Brainerd residents should soon start to notice the faint smell of chlorine in tap water as the city continues its efforts to disinfect the city's water delivery system to remove bacteria found last week.
Once the chlorine moves through the system, water discoloration because of iron and manganese also is expected, said Tom Phelps, Brainerd Public Utilities superintendent.
Total coliform bacteria were found in the city's water pipes last week near the South Eighth Street utility project. On Tuesday, the city began pumping chlorine into the system to remove the bacteria. The chlorine will be at levels of about one gallon of the chemical for every million gallons of water.

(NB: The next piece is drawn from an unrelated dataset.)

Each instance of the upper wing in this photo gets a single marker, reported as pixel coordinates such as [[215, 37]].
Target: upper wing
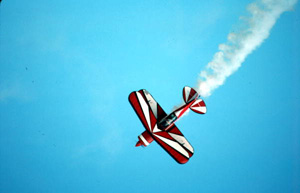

On Thursday Phelps said the utility continued to gradually inject the chlorine into the system with the intent of getting it to reach the ends of the system.
Phelps said he hoped the chlorine would be throughout the system by Monday but the exact time couldn't be determined.
"We've got quite a bit of storage here and quite a large infrastructure so it's going to take a few days to reach the end of the system," Phelps said.
Once the chlorine is flowing throughout the entire system, crews will flush the system and begin looking for the source of the coliform bacteria, said Darwin Cole, Brainerd Public Utilities water supervisor.
"But the big thing now is to get the system with good residuals of chlorine so we can disinfect it," Cole said. "Right now it's a little bit of a waiting game."
Total coliform bacteria are generally not harmful themselves, are naturally present in the environment and are used as an indicator that other potentially harmful bacteria may be present.
If only total coliform is detected without the presence of more harmful fecal coliform or E. coli, as is the case in Brainerd, the source is most likely from contamination from the environment, introduced during construction or while repairs to plumbing or a water main were under way.
The Minnesota Department of Health considers total coliform bacteria to be a non-acute violation that doesn't pose a health risk to residents.
However, as a precaution, people with compromised immune systems - young children, the elderly or people with health issues - or people who are concerned about the water can seek other alternatives, such as bottled water or free filtered and tested water in the blue tanks at the Water Treatment Plant on East River Road near Kiwanis Park.
Brainerd Public Utilities intends periodic updates for the public on its progress in removing the total coliform bacteria.